И снова мы кружимся в вальсе, думая каждый о своем. И на этот раз только больнее. Какая-то часть меня радуется, что это происходит вновь, что я снова здесь, в его объятьях, в то время как другая плачет в предчувствии, что этот танец окажется последним. Что в любой момент настанет конец.

Но что это будет за конец? Меня найдут, а Оскара предадут справедливому суду? Все начнут жалеть меня, говорить, какая я бедная и несчастная, сколько ужасов перенесла, находясь в плену у серийного убийцы. И никто даже и не подумает послушать, что я скажу. Никому не будет дело до правды. Всем будет все равно, что никаких ужасов со мной не происходило, что я в кои-то веки была по-настоящему счастлива. Нет. Пресса будет рада раздуть из этого дела “бомбу”, обрезав все до формата сказки, которую с готовностью проглотят все. И родители ни в коем случае больше не позволят нам увидеться.

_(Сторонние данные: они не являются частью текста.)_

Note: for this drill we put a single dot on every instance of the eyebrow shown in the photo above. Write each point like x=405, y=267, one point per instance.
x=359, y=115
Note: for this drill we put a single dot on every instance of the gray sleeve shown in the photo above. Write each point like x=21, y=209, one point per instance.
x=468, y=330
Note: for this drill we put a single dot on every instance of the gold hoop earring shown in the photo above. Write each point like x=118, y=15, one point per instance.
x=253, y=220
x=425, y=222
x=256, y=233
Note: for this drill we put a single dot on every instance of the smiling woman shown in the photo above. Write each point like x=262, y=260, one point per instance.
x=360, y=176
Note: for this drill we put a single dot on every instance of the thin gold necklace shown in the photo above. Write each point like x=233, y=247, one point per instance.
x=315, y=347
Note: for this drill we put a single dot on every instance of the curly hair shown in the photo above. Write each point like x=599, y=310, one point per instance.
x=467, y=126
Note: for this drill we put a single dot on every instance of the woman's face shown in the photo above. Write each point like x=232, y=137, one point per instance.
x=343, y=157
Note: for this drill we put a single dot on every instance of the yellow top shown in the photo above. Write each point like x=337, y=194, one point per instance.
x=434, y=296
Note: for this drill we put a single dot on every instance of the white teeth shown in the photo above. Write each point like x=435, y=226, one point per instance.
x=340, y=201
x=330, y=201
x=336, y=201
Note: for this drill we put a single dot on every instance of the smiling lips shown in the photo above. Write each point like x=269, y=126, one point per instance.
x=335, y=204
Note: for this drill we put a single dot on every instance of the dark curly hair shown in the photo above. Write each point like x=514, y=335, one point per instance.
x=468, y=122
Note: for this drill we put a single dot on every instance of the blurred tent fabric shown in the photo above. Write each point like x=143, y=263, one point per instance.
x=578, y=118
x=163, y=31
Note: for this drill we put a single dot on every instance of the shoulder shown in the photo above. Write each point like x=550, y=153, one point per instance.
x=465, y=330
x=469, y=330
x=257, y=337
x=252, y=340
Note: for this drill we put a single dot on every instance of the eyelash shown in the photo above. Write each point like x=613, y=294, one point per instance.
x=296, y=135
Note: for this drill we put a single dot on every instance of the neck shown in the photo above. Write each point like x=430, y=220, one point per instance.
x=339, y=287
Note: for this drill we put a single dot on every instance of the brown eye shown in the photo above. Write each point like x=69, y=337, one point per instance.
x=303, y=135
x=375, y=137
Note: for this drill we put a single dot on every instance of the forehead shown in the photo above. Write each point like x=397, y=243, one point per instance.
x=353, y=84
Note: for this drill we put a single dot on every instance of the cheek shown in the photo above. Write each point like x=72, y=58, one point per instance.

И что делать? Как предотвратить это? Бежать? Собрать вещи и рвать когти в страну, с которой не заключен договор об экстрадиции? Ничего не выйдет. Оскар ни за что не бросит свой дом. Он говорил правду: этот дом – его жизнь. Здесь всё. Оставить все это все равно что безвозвратно потерять часть себя. И я тоже не могу уйти. Оказавшись вдали отсюда, я просто зачахну. Окончательно и бесповоротно.

Так что ничего не поделаешь. Что будет, то будет.

– Ай!

И все-таки в танце вслепую есть и минусы… Вроде бы движения отточены и выверены, и тело выполняет их уже на автомате, но от ошибок все равно никто не застрахован. Вот и сейчас я, неудачно переступив, запинаюсь о собственную ногу. Но в парном танце вслепую есть и несомненные плюсы, потому что Оскар благополучно удерживает меня от позорного растягивания по полу.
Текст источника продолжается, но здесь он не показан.